Amenhotep, Son of Hapu, interrupted my thoughts:
“Another God, Amun, was hiding from the rays of Ra in the western mountains. He was a God of the dead, living in the darkness of tombs, hidden from sight. When a family, who, for generations have done nothing but bury the dead, crossed Hapy, the great river, to the east side and brought Amun with them, everyone laughed at them. “Where is your God?” they asked. “Did you leave him behind in the tombs, as dead as the corpses over which he stands guard?” But as the years passed this family became the rulers of Ipet Sout. The local God, Min of the Great Phallus, merged with Amun and became Amun-Min of the Great Phallus.

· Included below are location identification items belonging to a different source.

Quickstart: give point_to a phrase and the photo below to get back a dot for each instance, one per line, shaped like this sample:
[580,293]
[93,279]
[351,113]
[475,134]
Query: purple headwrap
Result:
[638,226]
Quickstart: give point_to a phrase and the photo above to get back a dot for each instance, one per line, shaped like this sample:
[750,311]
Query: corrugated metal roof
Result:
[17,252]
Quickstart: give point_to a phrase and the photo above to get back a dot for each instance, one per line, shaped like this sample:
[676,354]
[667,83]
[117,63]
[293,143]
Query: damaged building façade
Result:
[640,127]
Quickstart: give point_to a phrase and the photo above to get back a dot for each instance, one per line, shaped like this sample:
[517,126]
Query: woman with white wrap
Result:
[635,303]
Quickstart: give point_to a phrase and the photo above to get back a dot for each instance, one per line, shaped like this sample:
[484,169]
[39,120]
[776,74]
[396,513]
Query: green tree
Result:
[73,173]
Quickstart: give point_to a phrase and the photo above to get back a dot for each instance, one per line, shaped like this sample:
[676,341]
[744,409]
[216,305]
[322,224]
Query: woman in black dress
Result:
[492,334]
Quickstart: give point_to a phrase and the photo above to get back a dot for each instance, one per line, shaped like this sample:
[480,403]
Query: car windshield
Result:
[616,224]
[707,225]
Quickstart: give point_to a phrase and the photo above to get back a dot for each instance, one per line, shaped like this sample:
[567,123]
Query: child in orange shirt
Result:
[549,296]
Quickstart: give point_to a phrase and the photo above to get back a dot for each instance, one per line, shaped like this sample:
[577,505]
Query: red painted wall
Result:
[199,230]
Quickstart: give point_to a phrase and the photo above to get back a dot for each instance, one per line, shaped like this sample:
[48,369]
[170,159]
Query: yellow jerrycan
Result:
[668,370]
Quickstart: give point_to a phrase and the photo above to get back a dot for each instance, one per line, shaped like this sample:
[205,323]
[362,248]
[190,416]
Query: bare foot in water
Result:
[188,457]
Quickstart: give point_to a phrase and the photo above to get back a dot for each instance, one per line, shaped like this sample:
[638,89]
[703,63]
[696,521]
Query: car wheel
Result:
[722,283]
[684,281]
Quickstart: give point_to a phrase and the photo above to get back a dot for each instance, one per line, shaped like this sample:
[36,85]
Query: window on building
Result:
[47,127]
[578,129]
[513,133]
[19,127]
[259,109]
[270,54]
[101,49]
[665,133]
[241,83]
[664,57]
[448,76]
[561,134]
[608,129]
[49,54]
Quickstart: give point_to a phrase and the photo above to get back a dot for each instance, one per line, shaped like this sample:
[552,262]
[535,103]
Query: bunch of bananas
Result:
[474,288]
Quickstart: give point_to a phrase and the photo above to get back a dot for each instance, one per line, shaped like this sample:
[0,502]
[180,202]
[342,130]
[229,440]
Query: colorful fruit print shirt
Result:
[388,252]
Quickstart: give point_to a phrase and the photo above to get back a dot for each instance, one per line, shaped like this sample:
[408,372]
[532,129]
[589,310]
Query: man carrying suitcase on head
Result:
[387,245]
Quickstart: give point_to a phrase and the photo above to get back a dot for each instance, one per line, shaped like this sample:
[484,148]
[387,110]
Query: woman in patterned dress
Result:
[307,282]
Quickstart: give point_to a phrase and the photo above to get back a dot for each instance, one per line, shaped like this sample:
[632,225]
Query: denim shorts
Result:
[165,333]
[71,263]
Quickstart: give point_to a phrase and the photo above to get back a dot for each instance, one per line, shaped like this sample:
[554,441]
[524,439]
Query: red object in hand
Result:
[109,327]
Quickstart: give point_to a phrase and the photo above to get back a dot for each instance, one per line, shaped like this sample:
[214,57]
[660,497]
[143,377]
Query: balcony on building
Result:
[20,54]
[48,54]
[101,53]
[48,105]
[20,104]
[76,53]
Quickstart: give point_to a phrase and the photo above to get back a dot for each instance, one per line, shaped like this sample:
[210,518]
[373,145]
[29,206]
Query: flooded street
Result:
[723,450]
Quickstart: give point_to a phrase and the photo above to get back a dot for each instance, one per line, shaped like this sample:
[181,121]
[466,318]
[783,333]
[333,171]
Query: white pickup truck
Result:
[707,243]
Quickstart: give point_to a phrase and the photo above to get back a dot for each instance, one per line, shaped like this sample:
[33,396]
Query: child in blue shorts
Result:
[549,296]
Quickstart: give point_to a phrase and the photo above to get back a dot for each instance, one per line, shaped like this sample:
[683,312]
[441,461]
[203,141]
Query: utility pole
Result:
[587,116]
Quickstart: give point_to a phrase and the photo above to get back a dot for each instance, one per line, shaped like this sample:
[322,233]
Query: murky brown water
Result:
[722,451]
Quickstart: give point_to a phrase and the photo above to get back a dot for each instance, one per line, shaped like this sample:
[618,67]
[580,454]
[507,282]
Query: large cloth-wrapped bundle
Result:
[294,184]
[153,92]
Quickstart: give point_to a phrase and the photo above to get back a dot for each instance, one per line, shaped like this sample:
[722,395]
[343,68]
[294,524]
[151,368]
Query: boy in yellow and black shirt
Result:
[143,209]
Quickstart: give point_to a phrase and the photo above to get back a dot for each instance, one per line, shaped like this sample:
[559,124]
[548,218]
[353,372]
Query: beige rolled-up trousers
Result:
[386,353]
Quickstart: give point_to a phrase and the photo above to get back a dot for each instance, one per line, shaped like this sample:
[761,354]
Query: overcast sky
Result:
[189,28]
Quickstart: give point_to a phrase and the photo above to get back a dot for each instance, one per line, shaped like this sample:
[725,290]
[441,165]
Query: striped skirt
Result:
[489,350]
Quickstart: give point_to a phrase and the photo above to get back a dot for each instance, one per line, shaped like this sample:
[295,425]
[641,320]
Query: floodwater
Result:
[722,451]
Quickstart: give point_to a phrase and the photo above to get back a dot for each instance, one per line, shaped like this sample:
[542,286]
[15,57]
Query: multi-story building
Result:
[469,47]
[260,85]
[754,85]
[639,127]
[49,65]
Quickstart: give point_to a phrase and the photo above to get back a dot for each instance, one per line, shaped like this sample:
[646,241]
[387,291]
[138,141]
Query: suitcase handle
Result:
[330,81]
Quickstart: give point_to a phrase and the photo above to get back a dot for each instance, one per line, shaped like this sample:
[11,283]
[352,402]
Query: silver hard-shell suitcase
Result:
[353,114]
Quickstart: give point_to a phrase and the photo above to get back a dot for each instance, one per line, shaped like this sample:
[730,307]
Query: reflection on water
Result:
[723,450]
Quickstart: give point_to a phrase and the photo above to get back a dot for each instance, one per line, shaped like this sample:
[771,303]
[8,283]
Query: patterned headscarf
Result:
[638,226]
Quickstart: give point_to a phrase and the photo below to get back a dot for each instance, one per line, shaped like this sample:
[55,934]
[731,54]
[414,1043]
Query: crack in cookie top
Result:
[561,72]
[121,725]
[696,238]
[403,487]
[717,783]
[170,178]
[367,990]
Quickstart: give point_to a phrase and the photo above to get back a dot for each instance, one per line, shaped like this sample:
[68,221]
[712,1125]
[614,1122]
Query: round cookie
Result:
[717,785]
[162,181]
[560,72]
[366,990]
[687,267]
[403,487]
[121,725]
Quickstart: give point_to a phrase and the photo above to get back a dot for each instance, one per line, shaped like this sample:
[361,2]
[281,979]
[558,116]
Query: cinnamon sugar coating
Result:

But even as Amun-Min, his identity, except for his phallus, remained obscure. Many generations later this family became the rulers of the Two Lands and Amun merged with Ra. His identity was complete. He came from total obscurity, having been hidden among the dead, into the light. When he merged with Ra, however, the truth is that Amun became even more hidden behind the Sun God’s brilliance. Note, Horemheb, something even more strange about Amun: his path was the reverse of the path of Aseer, who was born into life through his mother Nout, was murdered twice and became the God of the living essence of the Noble Cattle after death.”